Re: i386 compatibility. shapj@us.ibm.com
Fri, 27 Aug 1999 18:02:50 -0400

Apologies for the delay in replying -- it's been a busy week.

You're pushing a good idea, but just for a moment let me explore the contrary view.

> On an i386, it is possible to manage the whole system at
> user-level (with Privilage Level 3 code), except for running the
> privilaged isntructions. That includes managing page tables, OS data,
> descriptor tables, etc.
> Is this possible on non-i386 architectures?

In general the answer is yes. Most processors have a few instructions that can only be executed in supervisor mode -- the "load address space pointer" is probably the most obvious one. If the operating system wishes to manage address spaces from user mode, it can establish an address space that includes the system mapping table structures. The mapping structures can then be manipulated by this code provided that care is taken to ensure that translation buffers (TLBs) get flushed when appropriate. On some processors, TLB invalidate instructions are privileged.

This statement, however, oversimplifies things a bit. First, coordinating mapping changes on a multiprocessor requires interprocessor signalling (because most multiprocessors do not broadcast TLB invalidates). This tends to require that the invalidation operation be implemented in supervisor mode. It almost certainly *should* require special authority on a multiprocessor, lest an application implement a denial of service attack by rapidly broadcasting random TLB invalidations.

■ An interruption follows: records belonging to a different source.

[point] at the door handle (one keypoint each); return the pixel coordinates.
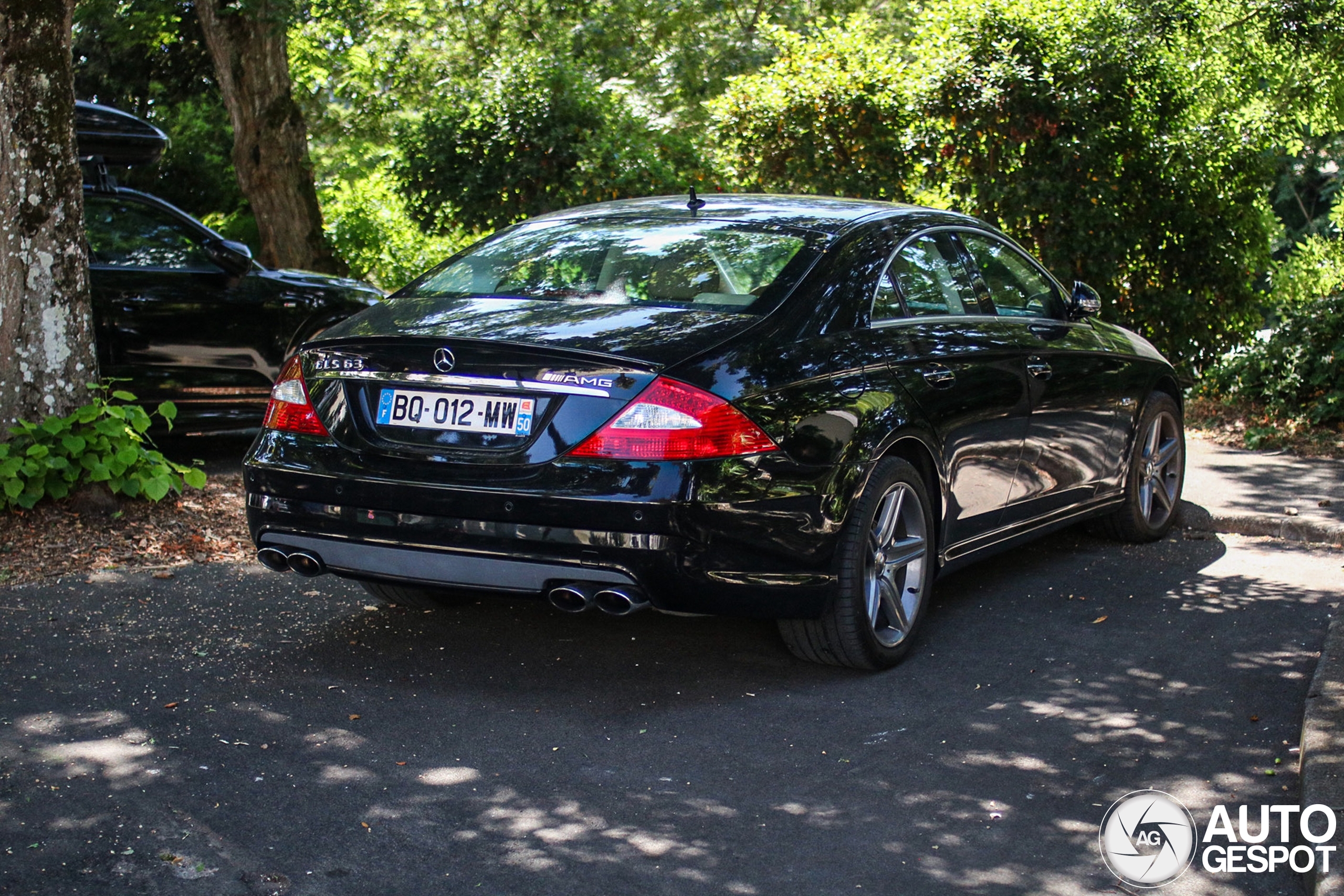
(1038, 367)
(940, 376)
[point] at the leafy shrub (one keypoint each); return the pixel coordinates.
(530, 138)
(1085, 131)
(1297, 371)
(99, 442)
(368, 222)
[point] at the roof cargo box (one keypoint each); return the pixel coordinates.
(118, 138)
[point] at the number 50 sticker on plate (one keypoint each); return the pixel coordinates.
(455, 412)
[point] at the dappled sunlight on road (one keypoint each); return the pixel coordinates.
(499, 743)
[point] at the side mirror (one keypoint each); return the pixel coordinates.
(234, 257)
(1084, 303)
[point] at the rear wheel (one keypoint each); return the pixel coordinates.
(1156, 475)
(885, 577)
(406, 596)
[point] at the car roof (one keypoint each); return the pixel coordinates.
(826, 214)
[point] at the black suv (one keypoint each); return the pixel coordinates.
(179, 311)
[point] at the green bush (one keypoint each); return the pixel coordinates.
(100, 442)
(1297, 371)
(1085, 131)
(530, 138)
(369, 225)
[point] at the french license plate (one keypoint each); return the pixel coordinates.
(456, 412)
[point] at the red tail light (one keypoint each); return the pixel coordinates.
(671, 421)
(289, 409)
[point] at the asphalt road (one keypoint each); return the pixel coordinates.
(236, 731)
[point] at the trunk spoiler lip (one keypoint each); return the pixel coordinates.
(545, 349)
(461, 379)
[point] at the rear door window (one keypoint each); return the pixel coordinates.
(925, 279)
(1016, 287)
(128, 234)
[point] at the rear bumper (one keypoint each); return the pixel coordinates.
(757, 558)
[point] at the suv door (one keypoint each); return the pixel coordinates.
(964, 370)
(174, 323)
(1074, 381)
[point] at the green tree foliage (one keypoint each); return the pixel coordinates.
(1081, 129)
(533, 136)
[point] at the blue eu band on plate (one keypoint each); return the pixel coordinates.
(456, 412)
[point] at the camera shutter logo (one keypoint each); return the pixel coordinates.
(1148, 839)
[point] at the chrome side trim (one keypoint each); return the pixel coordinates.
(771, 578)
(424, 524)
(461, 379)
(1006, 534)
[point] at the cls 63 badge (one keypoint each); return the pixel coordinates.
(337, 362)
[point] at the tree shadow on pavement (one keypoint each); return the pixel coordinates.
(506, 745)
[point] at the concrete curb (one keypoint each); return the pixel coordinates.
(1321, 758)
(1193, 516)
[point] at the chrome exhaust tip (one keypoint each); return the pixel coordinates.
(618, 602)
(306, 565)
(570, 598)
(273, 559)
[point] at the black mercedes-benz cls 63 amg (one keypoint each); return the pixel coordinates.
(791, 407)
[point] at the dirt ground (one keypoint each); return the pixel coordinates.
(197, 527)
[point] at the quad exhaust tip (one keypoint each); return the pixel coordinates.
(273, 559)
(570, 598)
(620, 602)
(301, 562)
(579, 597)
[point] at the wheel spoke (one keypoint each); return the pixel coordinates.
(1155, 433)
(891, 604)
(1167, 452)
(1159, 491)
(905, 551)
(889, 515)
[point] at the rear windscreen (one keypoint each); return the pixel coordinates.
(711, 263)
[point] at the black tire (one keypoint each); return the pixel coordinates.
(1147, 519)
(870, 626)
(405, 596)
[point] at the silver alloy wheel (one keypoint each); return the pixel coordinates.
(1160, 468)
(893, 579)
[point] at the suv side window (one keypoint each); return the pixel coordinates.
(925, 277)
(128, 234)
(1016, 287)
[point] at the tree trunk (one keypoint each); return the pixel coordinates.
(250, 53)
(46, 325)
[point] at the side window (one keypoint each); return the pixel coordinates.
(930, 280)
(130, 234)
(1016, 288)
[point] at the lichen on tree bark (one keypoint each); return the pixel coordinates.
(249, 46)
(46, 324)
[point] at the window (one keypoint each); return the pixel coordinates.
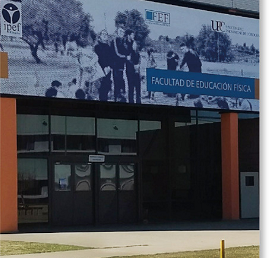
(32, 133)
(116, 136)
(73, 134)
(32, 190)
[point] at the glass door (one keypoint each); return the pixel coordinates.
(117, 201)
(72, 200)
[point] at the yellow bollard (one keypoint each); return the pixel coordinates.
(222, 249)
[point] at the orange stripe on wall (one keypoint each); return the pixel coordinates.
(3, 65)
(230, 166)
(8, 166)
(257, 89)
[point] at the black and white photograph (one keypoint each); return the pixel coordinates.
(101, 52)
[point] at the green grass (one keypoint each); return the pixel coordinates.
(20, 247)
(236, 252)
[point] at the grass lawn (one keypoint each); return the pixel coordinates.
(19, 247)
(236, 252)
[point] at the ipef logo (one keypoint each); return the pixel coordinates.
(217, 25)
(157, 17)
(11, 24)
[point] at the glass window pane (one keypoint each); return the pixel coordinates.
(62, 177)
(107, 177)
(80, 134)
(149, 125)
(116, 136)
(32, 190)
(58, 131)
(126, 176)
(83, 177)
(32, 133)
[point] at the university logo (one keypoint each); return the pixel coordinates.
(217, 25)
(11, 24)
(157, 17)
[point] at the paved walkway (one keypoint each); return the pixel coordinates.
(149, 239)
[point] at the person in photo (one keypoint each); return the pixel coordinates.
(119, 60)
(104, 52)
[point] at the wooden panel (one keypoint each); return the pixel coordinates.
(3, 65)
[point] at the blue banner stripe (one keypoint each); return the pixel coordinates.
(169, 81)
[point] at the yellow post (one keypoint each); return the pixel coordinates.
(222, 249)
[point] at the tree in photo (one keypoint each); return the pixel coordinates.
(214, 46)
(133, 20)
(50, 22)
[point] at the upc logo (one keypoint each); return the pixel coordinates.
(157, 17)
(11, 19)
(217, 25)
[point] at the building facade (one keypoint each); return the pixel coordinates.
(131, 114)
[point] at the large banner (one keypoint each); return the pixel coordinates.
(131, 51)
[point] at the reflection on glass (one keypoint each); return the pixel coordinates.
(146, 125)
(62, 175)
(126, 175)
(117, 136)
(83, 177)
(76, 134)
(80, 133)
(32, 190)
(32, 133)
(107, 177)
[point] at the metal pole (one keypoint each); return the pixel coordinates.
(222, 249)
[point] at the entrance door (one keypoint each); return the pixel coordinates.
(117, 193)
(72, 202)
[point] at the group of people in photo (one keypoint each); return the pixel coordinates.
(113, 66)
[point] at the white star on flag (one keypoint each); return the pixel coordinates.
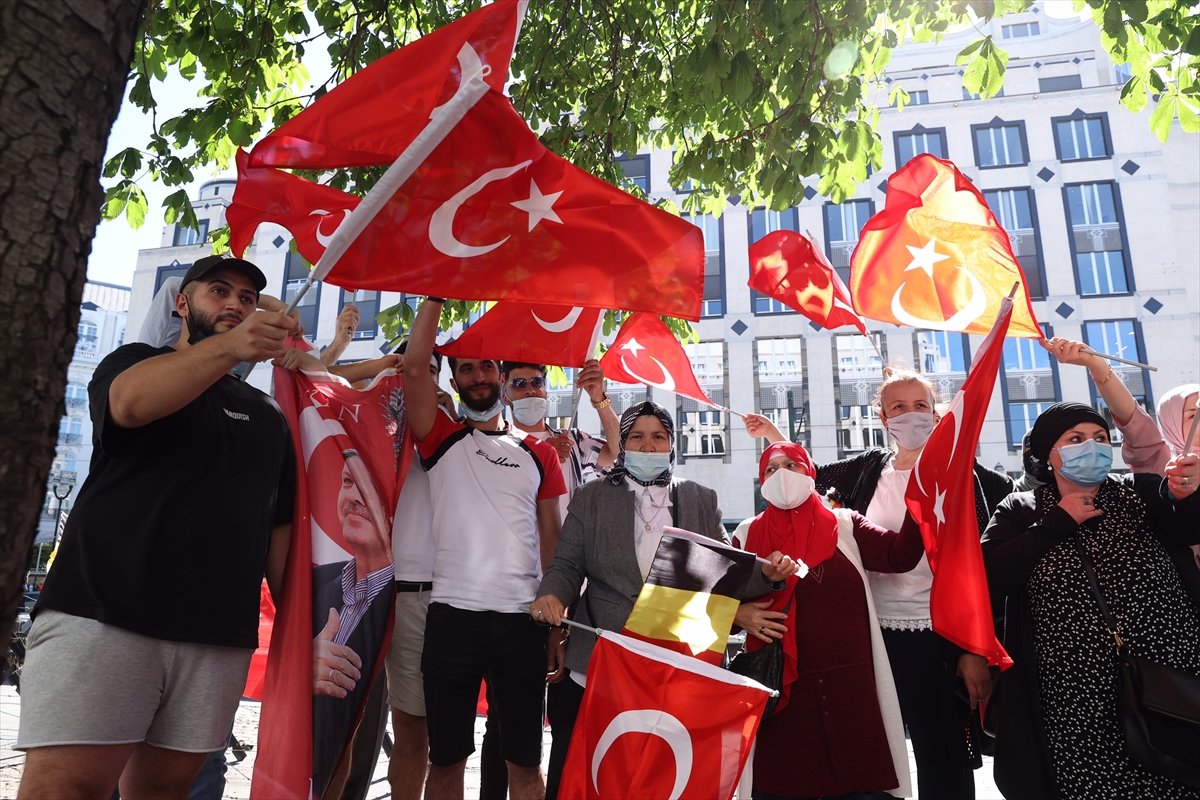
(923, 258)
(633, 346)
(539, 206)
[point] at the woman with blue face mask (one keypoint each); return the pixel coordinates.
(1057, 728)
(609, 539)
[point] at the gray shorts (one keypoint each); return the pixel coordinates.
(406, 687)
(85, 683)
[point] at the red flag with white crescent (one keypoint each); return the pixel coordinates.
(660, 722)
(960, 603)
(787, 266)
(538, 334)
(353, 453)
(646, 352)
(936, 258)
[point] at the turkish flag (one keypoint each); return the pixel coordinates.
(372, 116)
(646, 352)
(787, 266)
(960, 605)
(936, 258)
(310, 211)
(657, 723)
(352, 449)
(492, 215)
(516, 331)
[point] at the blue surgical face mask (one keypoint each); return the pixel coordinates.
(1086, 463)
(646, 467)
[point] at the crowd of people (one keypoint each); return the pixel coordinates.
(144, 630)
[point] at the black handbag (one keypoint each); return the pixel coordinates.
(766, 666)
(1158, 705)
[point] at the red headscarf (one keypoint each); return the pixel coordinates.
(808, 533)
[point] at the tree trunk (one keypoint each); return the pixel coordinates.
(63, 70)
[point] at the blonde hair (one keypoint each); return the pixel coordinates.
(894, 376)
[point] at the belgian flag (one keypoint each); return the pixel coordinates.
(691, 595)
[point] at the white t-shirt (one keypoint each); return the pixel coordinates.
(412, 528)
(485, 488)
(901, 599)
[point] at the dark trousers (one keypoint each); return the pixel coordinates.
(563, 702)
(933, 713)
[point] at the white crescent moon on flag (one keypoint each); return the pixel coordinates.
(563, 324)
(971, 312)
(654, 722)
(322, 239)
(666, 384)
(442, 222)
(472, 72)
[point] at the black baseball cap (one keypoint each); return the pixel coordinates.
(209, 263)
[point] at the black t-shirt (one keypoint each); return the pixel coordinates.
(168, 536)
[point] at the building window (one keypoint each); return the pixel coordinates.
(1081, 137)
(762, 222)
(1017, 212)
(637, 169)
(295, 275)
(714, 265)
(942, 352)
(1029, 383)
(1019, 30)
(919, 140)
(844, 221)
(1060, 83)
(1000, 144)
(367, 302)
(1093, 211)
(189, 236)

Also, the events that *create* new mappings (page faults) are easier to handle out of kernel than the events that *remove* mappings, many of which result from multiplexing of the machine. Ageing, for example, causes a page to be swapped out, requiring that all mappings to that page be invalidated. The address validator must be kept informed, and if it is not in the kernel care must be taken to ensure that the address space manager does not itself get paged out.

Finally, note that there really isn't any benefit or marginal security to managing these things outside the kernel. A program (user mode or not) that holds mappings for the entire physical memory is effectively in the same protection domain as the kernel anyway. Execution of privileged instructions is not an issue we are really concerned about for such a program, as it stands in a position to rewrite the kernel code in any case. Perhaps more important, there are other codes that need to do things like pin pages temporarily, and there is a real need for low overhead on that sort of operation.

The cost to removing this sort of code from the kernel *is* pretty clear. EROS strikes a compromise by defining *logical* structures that control mapping. These are manipulated by user-level code. The associated physical structures are built by the kernel.

> I still think, that limiting drivers to not
> have access to privilaged instructions they don't need, or to all
> memory, could be closer to the principle of least privilage

It would. Also access to device registers for other devices.

In practice, device drivers need access to all of memory, because they need to put the data where the user says, and that could ultimately be anywhere. The alternative is to take the data first into device driver memory and then either copy it or do some kind of page exchange with the client process. Either of these latter operations is quite expensive. In the case of networking, for example, it would be difficult to keep up at 100Mhz or higher speeds with such a multi-copying design.

> The issue of crossings of ring-levels is resolved by the simple idea of
> code always running at privilage level of 3, except for VERY few pieces
> of privilaged-instructions code.

Well, not really. The catch is that to switch from one ring-three process to another you need to go by way of a ring 0 process (that's slightly oversimplified, but roughly accurate). Therefore, the design you propose actually leads to *more* ring crossings. You end up taking a transition into ring zero to set up the data transfer, and then two additional ring 3 to ring 0 to ring 3 transfers: one from client app to driver and the other to return. The cost of this is high. Even if the driver is manipulating a relatively slow device such as a disk, the time you spend doing ring crossings is time that you do *not* spend doing useful computations.

In EROS, the interprocess ring crossing carries added semantics -- an implicit mutual exclusion -- that often proves to *simplify* the program that you switch to. In this situation the cost of the ring transfers is typically made up for by the simplification.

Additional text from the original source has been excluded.